SPECjbb2000 benchmark
SPEC’s industry standard benchmark for Java server computing models the middle tier of three-tier Java server applications. It measures the hardware (CPU, caches, memory) as well as the software (Operating System, Java Virtual Machine) of the system being tested. SPECjbb2000 is loosely modeled after the TPC-C benchmark, where customers initiate a set of operations such as placing new orders or requesting the status of a given order. Because of the specific implementation, however, the results cannot be compared with TPC-C results.

See SPECjbb2000 for a more detailed description.
 
TOP500 / LINPACK benchmark
The popular TOP500 list is compiled twice a year, listing large installations of supercomputers ranked according to their performance on the LINPACK benchmark. LINPACK evolved from a core algorithm in a popular linear equations package. In the version employed for the TOP500 list, the use of high-performance libraries and parallel execution on multiple CPUs and multiple nodes in a cluster is permitted, since it is typical for high-performance numeric computing.

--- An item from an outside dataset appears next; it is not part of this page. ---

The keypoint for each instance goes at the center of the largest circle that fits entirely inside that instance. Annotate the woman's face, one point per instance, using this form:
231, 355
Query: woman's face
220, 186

See TOP500 for a more detailed benchmark description.
 
TPC-C benchmark
This Transaction Processing Performance Council (TPC) benchmark measures OLTP performance in a three-tier client/server setting where many virtual users concurrently execute transactions against a single database. The environment models a wholesale supplier with five types of transactions, such as placing a new order and requesting the status of a given order. The benchmark is very update-intensive, with a high number of disk I/O requests. Benchmark results are quoted in transactions per minute (tpmC), together with the price per tpmC.

See TPC-C for a more detailed benchmark description.
 
TPC-H benchmark
This Transaction Processing Performance Council (TPC) benchmark measures decision support performance. TPC-H represents a workload for decision support systems that examines large volumes of data, executes queries with a high degree of complexity, and gives answers to critical business questions. Results are quoted as Composite Query-per-Hour Performance (QphH@Size), together with the price per QphH@size. Five different database sizes (100, 300, 1000, 3000 & 10000 GB) are defined for the benchmark, although result comparisons are permitted only within a specific size class.

See TPC-H for a more detailed benchmark description.